6:7 But when ye pray, use not {c} vain repetitions, as the heathen [do]: for they think that they shall be heard for their much speaking.

(c) Long prayers are not condemned, but vain, needless, and superstitious ones.

6:7 Use not vain repetitions, as the heathen [do]. What is forbidden is not much praying, nor praying in the same words (the Lord did both), but making the number of prayers, length of prayers, or time spent in praying, a point of observance and of merit. 1Ki 18:26 gives an example of the repetitions of the heathen. Mohammedans and Catholics still hold that there is merit in repeating certain prayers a set number of times.

6:7 Use not vain repetitions - To repeat any words without meaning them, is certainly a vain repetition. Therefore we should be extremely careful in all our prayers to mean what we say; and to say only what we mean from the bottom of our hearts. The vain and heathenish repetitions which we are here warned against, are most dangerous, and yet very common; which is a principal cause why so many, who still profess religion, are a disgrace to it. Indeed all the words in the world are not equivalent to one holy desire. And the very best prayers are but vain repetitions, if they are not the language of the heart.

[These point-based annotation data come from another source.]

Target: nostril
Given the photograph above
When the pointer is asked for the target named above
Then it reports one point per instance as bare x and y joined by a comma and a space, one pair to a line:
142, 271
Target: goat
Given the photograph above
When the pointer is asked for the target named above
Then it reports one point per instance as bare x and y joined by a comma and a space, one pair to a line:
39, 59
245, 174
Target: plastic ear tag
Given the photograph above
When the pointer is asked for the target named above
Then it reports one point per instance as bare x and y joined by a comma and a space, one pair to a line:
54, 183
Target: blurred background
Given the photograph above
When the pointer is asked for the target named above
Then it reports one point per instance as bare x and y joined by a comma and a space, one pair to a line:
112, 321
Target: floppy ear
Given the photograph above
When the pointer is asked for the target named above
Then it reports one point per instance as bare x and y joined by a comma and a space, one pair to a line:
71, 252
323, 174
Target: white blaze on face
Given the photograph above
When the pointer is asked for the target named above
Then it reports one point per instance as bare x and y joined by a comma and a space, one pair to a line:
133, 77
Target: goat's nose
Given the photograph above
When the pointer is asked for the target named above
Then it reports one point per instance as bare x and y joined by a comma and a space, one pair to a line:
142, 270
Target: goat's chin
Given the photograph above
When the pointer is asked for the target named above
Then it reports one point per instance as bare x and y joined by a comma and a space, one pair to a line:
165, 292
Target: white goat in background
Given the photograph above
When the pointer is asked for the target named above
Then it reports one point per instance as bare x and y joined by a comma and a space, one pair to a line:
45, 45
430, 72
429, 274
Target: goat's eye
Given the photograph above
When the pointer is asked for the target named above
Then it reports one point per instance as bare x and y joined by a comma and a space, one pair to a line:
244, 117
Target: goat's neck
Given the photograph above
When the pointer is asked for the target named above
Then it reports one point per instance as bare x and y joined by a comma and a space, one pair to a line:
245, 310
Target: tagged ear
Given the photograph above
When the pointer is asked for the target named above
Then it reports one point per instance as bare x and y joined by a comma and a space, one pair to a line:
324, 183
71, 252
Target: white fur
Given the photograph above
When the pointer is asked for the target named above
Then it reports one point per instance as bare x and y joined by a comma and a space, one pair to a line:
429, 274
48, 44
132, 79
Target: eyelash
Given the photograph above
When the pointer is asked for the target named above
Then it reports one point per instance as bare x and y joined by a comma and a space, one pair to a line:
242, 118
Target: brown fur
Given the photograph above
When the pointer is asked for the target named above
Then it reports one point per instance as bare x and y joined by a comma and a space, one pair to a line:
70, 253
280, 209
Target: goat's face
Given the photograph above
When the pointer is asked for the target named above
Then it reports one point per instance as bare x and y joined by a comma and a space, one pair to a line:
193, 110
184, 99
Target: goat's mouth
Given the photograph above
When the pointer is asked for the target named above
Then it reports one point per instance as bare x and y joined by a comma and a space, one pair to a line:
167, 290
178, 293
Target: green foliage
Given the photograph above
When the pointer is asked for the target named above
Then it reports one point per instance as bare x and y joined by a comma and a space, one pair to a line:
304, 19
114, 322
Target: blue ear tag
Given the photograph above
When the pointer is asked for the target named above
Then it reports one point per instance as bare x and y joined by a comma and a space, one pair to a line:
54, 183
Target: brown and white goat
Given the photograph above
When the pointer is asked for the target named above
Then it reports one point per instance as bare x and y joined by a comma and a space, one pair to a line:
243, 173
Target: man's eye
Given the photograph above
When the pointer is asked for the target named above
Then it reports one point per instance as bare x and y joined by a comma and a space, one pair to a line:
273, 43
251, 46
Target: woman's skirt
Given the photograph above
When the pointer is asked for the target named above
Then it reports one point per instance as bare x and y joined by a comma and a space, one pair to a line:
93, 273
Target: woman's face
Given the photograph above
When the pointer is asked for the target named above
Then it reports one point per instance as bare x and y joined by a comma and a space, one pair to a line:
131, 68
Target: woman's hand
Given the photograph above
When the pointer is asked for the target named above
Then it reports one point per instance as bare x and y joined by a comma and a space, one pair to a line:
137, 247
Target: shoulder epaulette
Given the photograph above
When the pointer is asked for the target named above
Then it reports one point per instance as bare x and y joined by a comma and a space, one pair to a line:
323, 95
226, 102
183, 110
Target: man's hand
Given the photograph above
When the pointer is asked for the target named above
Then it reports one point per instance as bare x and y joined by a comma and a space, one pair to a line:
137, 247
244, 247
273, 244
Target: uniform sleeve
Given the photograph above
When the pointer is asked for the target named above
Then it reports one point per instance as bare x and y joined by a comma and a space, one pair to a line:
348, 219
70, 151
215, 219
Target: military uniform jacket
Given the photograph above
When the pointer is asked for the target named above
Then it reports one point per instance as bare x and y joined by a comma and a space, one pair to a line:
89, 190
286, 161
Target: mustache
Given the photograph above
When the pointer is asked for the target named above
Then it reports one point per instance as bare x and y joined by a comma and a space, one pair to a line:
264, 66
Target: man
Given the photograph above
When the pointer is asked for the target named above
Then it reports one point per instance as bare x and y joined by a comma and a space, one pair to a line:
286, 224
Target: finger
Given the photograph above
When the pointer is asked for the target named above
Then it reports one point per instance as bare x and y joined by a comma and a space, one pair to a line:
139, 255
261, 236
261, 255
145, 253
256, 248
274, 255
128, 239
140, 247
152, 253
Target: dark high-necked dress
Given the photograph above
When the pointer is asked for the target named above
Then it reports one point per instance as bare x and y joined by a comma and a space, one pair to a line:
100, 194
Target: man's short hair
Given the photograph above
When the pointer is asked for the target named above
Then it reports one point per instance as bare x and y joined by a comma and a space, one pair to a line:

6:5-8 It is taken for granted that all who are disciples of Christ pray. You may as soon find a living man that does not breathe, as a living Christian that does not pray. If prayerless, then graceless. The Scribes and Pharisees were guilty of two great faults in prayer, vain-glory and vain repetitions. Verily they have their reward; if in so great a matter as is between us and God, when we are at prayer, we can look to so poor a thing as the praise of men, it is just that it should be all our reward. Yet there is not a secret, sudden breathing after God, but he observes it. It is called a reward, but it is of grace, not of debt; what merit can there be in begging? If he does not give his people what they ask, it is because he knows they do not need it, and that it is not for their good. So far is God from being wrought upon by the length or words of our prayers, that the most powerful intercessions are those which are made with groanings that cannot be uttered. Let us well study what is shown of the frame of mind in which our prayers should be offered, and learn daily from Christ how to pray.